DGrok 0.8.1: multithreading, default options, GPL

Version 0.8.1 of the DGrok Delphi parser and tools are now available for download. Download DGrok 0.8.1 here.

What is DGrok?

DGrok is a set of tools for parsing Delphi source code and telling you stuff about it. Read more about it on the DGrok project page.

What’s new in 0.8.1?

Quick summary of what’s new (more information below):

  • Now GPL-licensed.
  • Reasonable defaults for {$IFOPT}.
  • Multithreaded parser.
  • Less memory usage when parsing twice.
  • Copy tree results to clipboard.

Now GPL-licensed

Prior versions of DGrok used NUnitLite for their unit tests, and therefore had to ship under the same license as NUnitLite: the OSL (Open Software License). I’ve never been happy about that. The world really doesn’t need yet another tiny variation on the GPL, especially when that variation isn’t GPL-compatible.

So for this release, I dumped NUnitLite and switched to NUnit. That let me drop the OSL and switch to an industry-standard open-source license, the GPL (GNU General Public License).

There are a few downsides. NUnit has tremendous overhead; on my laptop, it takes about fifteen seconds just to start the NUnit console runner and load the tests, plus the time to run them (which is also slower than under NUnitLite). It also adds an extra 321 Kb to the download size. And now I have to clutter my test code with a bunch of stupid [Test] attributes.

If I think that’s a good trade, then apparently the OSL annoyed me more than I thought.

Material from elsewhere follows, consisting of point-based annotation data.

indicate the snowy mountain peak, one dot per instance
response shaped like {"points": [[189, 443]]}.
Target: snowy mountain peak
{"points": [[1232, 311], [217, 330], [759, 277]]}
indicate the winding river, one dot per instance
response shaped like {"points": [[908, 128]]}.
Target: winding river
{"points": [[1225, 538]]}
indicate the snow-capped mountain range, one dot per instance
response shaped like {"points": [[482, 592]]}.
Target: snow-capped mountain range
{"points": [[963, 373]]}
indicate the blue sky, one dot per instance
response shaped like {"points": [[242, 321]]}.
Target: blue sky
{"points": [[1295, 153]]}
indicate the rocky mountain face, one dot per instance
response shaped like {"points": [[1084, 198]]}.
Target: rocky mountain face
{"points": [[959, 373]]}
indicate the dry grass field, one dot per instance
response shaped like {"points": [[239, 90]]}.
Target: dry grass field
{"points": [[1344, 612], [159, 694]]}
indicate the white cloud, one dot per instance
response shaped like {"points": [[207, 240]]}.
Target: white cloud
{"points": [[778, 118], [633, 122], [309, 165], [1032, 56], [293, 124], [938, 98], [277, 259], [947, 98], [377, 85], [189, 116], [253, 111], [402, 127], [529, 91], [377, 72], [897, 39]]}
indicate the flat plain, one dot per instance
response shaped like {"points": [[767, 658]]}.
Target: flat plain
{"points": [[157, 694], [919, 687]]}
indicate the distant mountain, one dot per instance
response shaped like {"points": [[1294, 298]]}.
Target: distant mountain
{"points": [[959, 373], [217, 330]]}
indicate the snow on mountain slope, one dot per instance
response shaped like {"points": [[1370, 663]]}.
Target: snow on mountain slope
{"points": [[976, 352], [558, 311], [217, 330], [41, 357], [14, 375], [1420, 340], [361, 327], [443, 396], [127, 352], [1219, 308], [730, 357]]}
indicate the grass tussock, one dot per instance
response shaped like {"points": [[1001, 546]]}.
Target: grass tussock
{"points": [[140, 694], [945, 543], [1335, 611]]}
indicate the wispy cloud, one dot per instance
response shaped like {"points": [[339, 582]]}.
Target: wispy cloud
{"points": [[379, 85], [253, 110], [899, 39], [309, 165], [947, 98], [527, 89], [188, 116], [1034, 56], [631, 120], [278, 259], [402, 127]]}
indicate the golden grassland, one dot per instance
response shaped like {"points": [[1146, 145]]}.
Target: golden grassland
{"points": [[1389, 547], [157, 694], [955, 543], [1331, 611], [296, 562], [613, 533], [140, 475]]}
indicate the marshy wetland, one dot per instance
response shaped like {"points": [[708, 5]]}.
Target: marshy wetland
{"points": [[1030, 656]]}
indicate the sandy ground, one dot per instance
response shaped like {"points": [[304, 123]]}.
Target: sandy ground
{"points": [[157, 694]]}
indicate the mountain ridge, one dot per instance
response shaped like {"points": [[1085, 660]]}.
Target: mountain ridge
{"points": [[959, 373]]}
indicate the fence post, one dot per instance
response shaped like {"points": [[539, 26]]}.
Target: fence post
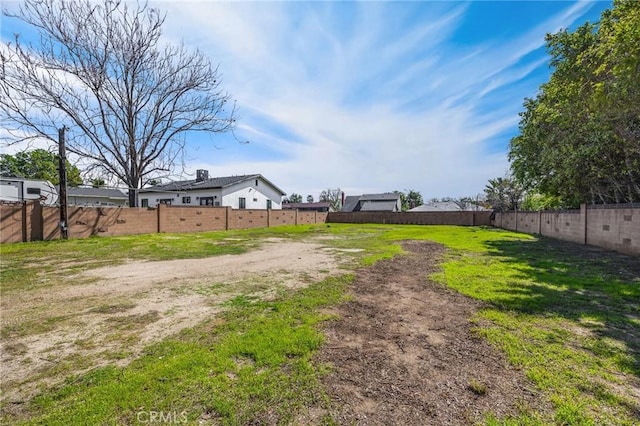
{"points": [[583, 222], [159, 217], [539, 222]]}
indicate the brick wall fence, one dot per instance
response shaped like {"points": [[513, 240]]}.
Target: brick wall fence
{"points": [[413, 218], [31, 222], [613, 227]]}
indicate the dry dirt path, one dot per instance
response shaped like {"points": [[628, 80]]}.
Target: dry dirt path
{"points": [[403, 352], [108, 315]]}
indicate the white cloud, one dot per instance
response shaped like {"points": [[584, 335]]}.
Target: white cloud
{"points": [[365, 96]]}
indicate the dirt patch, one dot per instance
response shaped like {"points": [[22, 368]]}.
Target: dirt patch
{"points": [[404, 352], [108, 315]]}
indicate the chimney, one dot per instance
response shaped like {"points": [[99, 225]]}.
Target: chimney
{"points": [[202, 175]]}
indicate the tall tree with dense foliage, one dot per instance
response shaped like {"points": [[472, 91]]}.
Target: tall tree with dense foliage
{"points": [[102, 70], [38, 164], [503, 194], [579, 138]]}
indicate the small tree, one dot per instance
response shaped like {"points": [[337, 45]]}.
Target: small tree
{"points": [[37, 164], [410, 199], [503, 194], [97, 183], [101, 69], [333, 197]]}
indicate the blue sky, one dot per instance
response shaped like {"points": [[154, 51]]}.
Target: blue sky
{"points": [[371, 96]]}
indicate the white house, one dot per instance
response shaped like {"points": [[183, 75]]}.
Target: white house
{"points": [[238, 192], [20, 189]]}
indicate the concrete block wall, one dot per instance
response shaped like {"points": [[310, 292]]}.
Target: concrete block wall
{"points": [[306, 217], [84, 222], [283, 217], [614, 227], [244, 219], [12, 219], [566, 226]]}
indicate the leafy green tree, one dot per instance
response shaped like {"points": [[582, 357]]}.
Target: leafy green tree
{"points": [[503, 194], [37, 164], [410, 199], [579, 139], [535, 201], [103, 69]]}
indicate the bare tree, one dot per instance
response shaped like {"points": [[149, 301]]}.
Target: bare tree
{"points": [[102, 70], [333, 197]]}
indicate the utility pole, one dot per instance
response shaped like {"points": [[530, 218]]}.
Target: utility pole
{"points": [[62, 168]]}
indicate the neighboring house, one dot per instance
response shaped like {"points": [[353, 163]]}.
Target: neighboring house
{"points": [[446, 206], [20, 189], [96, 197], [387, 202], [238, 192], [318, 207]]}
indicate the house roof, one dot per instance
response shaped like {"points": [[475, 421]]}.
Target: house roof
{"points": [[95, 192], [380, 197], [211, 183], [445, 206], [438, 206], [350, 203], [371, 202]]}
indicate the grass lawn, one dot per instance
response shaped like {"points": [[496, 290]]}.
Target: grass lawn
{"points": [[569, 316]]}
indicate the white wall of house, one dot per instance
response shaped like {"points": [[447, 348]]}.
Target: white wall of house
{"points": [[256, 192], [183, 198], [96, 201], [255, 196]]}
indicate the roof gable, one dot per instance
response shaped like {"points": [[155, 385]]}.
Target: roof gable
{"points": [[211, 183]]}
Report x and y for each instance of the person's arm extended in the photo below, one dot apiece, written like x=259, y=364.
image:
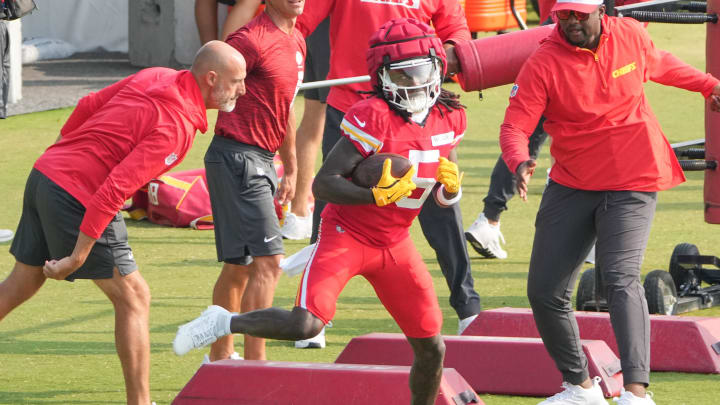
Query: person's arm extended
x=239, y=15
x=450, y=23
x=331, y=182
x=286, y=190
x=60, y=269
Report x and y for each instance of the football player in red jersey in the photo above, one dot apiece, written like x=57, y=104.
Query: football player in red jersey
x=409, y=114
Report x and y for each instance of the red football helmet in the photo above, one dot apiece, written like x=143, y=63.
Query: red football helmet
x=406, y=62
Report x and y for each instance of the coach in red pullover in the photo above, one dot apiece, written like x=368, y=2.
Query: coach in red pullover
x=611, y=158
x=115, y=141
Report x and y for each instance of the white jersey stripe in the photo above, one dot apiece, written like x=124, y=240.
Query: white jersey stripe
x=367, y=141
x=306, y=273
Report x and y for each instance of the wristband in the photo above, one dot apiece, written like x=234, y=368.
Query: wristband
x=440, y=196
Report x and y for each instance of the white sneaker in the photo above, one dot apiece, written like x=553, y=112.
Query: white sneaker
x=464, y=323
x=628, y=398
x=207, y=328
x=296, y=227
x=577, y=395
x=317, y=342
x=6, y=235
x=233, y=356
x=485, y=238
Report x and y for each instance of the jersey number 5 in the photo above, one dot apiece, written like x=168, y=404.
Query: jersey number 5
x=425, y=184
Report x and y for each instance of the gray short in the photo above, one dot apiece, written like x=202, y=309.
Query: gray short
x=242, y=182
x=50, y=225
x=317, y=61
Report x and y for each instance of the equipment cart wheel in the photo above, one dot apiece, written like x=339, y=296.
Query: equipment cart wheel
x=683, y=278
x=660, y=292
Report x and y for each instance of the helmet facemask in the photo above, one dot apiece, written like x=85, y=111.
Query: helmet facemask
x=412, y=85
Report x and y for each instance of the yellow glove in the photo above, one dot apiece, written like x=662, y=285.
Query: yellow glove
x=447, y=174
x=390, y=189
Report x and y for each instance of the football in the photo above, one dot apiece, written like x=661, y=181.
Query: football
x=368, y=172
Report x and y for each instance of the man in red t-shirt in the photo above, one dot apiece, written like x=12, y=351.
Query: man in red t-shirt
x=409, y=114
x=611, y=159
x=115, y=141
x=240, y=171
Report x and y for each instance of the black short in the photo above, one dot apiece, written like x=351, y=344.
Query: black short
x=317, y=61
x=242, y=182
x=50, y=225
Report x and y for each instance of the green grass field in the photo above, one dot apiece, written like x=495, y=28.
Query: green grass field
x=58, y=348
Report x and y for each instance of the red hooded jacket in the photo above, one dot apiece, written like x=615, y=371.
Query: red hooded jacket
x=604, y=134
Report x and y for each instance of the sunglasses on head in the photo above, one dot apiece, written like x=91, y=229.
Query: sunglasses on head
x=565, y=14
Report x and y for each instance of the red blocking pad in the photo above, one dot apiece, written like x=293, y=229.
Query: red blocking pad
x=677, y=343
x=496, y=365
x=276, y=382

Reasonable defaults for “{$IFOPT}”.

An annoyance in previous versions (even to me) was that, if you were parsing code that contained things like {$IFOPT C+}, you would have to switch to DGrok’s “Options” page to tell it which compiler settings it should consider to be “on” and which are “off”. If it hit an {$IFOPT} you hadn’t told it about, it would fail to parse that source file.

In 0.8.1, that’s no longer the case. DGrok knows about the default compiler options in a clean install of Delphi, and by default, it assumes you’re using those options. You can still use the Options page to override those settings one by one (e.g. if you compile with range checking on, and want DGrok to parse code inside your {$IFOPT R+} sections), but it’s no longer necessary to do it for every single option.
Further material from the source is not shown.